Now, in a bid to provide answers for all involved, the remains of several of Gacy's unidentified victims are being exhumed and subjected to cutting-edge DNA technology. Such tests weren't available back in the 1970s when Gacy was roaming the streets in and around Chicago looking for his next victim.

Relatives of young men who disappeared in the 1970s -- up until Gacy's 1978 arrest -- are urged to come forward and undergo a saliva test to help determine any DNA link to the skeletal remains found buried on Gacy's property or stowed in a crawl space in his Chicago-area home.

Authorities say it could help bring some finality to one of the worst serial killer cases on record. Gacy's case is responsible for helping to make the word "crawl space" a creepy term, and turning clowns into the stuff of nightmares.

Gacy was ultimately convicted of 33 murders. He was executed in 1994.

"Thank God for DNA. Now we can know with some real certainty," Clyde Snow, a forensic anthropologist who worked as a consultant to the Cook County medical examiner's office on the Gacy case, told the Chicago Tribune.

Detectives told the Associated Press that the passage of time might actually work in their favor: Some families who never reported the victims missing and never searched for them could be willing to do so now, a generation after Gacy's homosexuality and pattern of preying on vulnerable teens were splashed across newspapers all over the world.

"I'm hoping the stigma has lessened, that people can put family disagreements and biases against sexual orientation [and] drug use behind them to give these victims a name," Det.

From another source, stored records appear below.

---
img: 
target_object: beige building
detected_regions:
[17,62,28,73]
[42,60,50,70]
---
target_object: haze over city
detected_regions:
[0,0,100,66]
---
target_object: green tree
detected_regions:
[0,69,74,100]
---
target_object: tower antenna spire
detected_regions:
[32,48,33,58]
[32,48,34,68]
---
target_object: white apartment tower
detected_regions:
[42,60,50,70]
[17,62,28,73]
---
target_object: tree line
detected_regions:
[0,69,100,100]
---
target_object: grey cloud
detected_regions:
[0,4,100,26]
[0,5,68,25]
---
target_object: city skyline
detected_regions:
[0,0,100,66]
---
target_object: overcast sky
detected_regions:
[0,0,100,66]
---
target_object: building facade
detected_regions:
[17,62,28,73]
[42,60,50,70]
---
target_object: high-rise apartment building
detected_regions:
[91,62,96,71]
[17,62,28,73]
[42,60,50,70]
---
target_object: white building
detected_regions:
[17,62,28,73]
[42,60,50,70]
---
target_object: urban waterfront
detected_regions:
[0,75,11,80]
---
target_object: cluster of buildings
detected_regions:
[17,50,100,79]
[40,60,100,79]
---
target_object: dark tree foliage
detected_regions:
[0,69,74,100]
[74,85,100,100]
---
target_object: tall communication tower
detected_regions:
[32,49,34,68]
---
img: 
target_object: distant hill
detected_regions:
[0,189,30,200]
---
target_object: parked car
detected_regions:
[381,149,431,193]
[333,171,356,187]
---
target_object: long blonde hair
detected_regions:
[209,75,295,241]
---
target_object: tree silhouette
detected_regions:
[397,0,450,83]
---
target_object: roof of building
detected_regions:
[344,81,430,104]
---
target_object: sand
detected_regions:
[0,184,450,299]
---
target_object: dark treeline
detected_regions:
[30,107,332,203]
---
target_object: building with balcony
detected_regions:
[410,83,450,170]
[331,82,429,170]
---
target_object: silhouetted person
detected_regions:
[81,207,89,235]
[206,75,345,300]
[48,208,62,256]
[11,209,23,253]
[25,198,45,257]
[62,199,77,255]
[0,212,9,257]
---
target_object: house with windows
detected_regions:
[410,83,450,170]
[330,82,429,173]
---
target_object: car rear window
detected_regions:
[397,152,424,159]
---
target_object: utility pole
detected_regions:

Jason Moran told the wire service.

In particular, there are eight unidentified bodies that authorities hope to give name to. But there's someone else looking for answers too: Sherry Marino. Her son Michael was labeled "body No. 14" among the skeletal remains found at Gacy's home. But a few things have always nagged at her, she told the Tribune. For one, the body was dressed in unfamiliar clothing. And it took examiners 18 months to identify him using dental records, a time lapse that Marino has always found odd.

Now, she is working with law enforcement officials to get some answers and is in the process of exhuming the body identified as her son, who had dreamed of becoming a musician when he grew up. He was 14 when he vanished.

"Mrs. Marino has been waiting some 35 years to finally determine whether this is in fact her son," her attorney Steven Becker told the Tribune.

And she's holding out for any shred of hope, Becker said, that authorities were mistaken and that her son might still be alive.